Once machine identity is established, any web site—from gaming, social networking or shopping; to banking, business and financial services—can use Wave Knowd to create a reliable and persistent identity for the connecting device. Knowd allows Web sites to streamline access for users who repeatedly log on from trusted devices, while bolstering security. Initial authentication creates a unique and anonymous relationship between each computing device and each web service accessed, and then the level of trust between the two grows over time. Knowing the device can also help the site prevent fraud and phishing, or simply provide quicker no-password access. Wave is the partner helping to create and manage these relationships.

“Wave Systems was the obvious choice to provide ID Dataweb’s attribute exchange with device identity services,” said David Coxe, CEO at ID Dataweb. “In Knowd, Wave has provided a system that is rooted in state of the art device security technologies such as the Trusted Platform Module and other secure elements, while also offering a simple web based integration. It’s easy to identify if a connecting device is highly trusted, or whether it requires added screening and security.”

ID Dataweb uses Wave’s Knowd solution as part of the Identity Ecosystem supported through a grant from the U.S. Department of Commerce’s National Institute of Standards and Technology’s NSTIC initiative (National Strategy for Trusted Identities in Cyberspace). ID Dataweb has created a standards-based platform to simplify online identity verification using OpenID credentials.

Providing the Tools to Manage Trust in the Cloud: What’s Your Trust Score?

Wave Knowd is a powerful enhancement for any website. The endpoint identity service links an individual users’ unique device identity, with the Internet services that are typically protected only by username and password access. Users are prompted by their cloud service provider to register their primary computing devices to create a unique and persistent device identity relationship with their Internet services and service providers. No personal ID information is obtained by Wave, as Knowd works purely as a machine identity service. Furthermore, registered devices are given a unique ID for every service provider, establishing a separate trust relationship with each service.

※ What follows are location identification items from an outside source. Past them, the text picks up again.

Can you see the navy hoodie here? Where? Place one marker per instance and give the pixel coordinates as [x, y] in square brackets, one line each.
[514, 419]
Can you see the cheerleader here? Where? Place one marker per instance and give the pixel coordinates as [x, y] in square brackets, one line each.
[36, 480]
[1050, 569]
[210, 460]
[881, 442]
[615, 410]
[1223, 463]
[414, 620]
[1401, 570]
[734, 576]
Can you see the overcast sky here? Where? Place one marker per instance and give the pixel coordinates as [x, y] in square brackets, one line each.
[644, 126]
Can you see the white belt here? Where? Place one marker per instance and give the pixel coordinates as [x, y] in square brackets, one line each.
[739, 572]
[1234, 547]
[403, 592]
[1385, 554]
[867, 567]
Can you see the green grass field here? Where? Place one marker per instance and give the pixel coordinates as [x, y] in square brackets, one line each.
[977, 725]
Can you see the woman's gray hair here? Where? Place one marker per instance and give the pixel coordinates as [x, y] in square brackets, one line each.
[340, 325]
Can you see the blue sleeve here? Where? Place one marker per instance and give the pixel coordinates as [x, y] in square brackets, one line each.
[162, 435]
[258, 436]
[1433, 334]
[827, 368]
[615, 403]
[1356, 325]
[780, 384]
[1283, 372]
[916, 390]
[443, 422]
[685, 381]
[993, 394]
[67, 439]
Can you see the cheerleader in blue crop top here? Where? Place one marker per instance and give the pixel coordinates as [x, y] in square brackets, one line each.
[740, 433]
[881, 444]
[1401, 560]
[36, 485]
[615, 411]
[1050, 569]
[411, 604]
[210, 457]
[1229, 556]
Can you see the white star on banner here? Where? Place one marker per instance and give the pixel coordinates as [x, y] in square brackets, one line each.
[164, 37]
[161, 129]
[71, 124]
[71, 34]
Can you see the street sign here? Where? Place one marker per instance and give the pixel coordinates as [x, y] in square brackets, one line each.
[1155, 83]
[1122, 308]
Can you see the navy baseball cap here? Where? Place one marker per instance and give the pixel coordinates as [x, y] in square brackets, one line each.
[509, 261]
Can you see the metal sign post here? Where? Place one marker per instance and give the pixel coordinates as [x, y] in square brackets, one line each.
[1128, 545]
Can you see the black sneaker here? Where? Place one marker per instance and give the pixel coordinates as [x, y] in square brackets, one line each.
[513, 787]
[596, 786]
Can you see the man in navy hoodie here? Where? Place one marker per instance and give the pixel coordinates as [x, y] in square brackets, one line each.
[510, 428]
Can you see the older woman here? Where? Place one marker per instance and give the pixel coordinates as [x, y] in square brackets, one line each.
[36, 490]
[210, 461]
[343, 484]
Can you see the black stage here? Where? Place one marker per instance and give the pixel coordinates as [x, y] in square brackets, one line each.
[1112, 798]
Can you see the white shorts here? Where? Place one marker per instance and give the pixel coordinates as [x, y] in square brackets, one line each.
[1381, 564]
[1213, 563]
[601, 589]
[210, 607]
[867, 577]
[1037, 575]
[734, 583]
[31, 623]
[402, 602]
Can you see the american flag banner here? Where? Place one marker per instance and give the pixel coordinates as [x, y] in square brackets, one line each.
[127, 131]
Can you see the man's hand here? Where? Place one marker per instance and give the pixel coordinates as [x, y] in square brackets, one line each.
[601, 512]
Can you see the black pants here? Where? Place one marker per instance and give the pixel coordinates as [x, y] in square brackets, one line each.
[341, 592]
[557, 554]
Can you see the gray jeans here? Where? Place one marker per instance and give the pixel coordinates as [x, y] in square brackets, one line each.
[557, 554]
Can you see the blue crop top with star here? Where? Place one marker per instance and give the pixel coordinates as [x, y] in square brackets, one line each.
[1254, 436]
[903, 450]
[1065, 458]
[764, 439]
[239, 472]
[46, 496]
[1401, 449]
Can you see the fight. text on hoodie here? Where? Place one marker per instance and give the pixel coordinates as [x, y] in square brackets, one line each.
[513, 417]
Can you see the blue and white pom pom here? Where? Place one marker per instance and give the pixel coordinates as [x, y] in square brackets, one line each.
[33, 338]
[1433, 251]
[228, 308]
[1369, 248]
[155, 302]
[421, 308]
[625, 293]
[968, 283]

Wave Knowd asserts a Trust Score that helps both consumers and cloud services or relying parties to determine the level of trust granted to each specific computing device. For example, a home PC that is used regularly for banking will quickly build a high Trust Score. Users can achieve a higher Trust Score by installing a small software application (Wave Knowd currently supports Windows 7 and 8, with Apple and Android to follow later this year). Business-class PCs containing a standard Trusted Platform Module (TPM) can establish even greater trust by leveraging the TPM security chip to create and securely store a unique device ID.

Knowd provides a web service with a new capability to enable or disable features based on the device that the user is actively using, providing a new security option for the end user. Perhaps an account password can only be reset from the user’s registered home computer and not from anywhere in the world, thereby linking in all of the user’s investment in the security of their home, from their alarm system to the doorman. Every web service can benefit from integrating Wave Knowd as part of the user’s experience.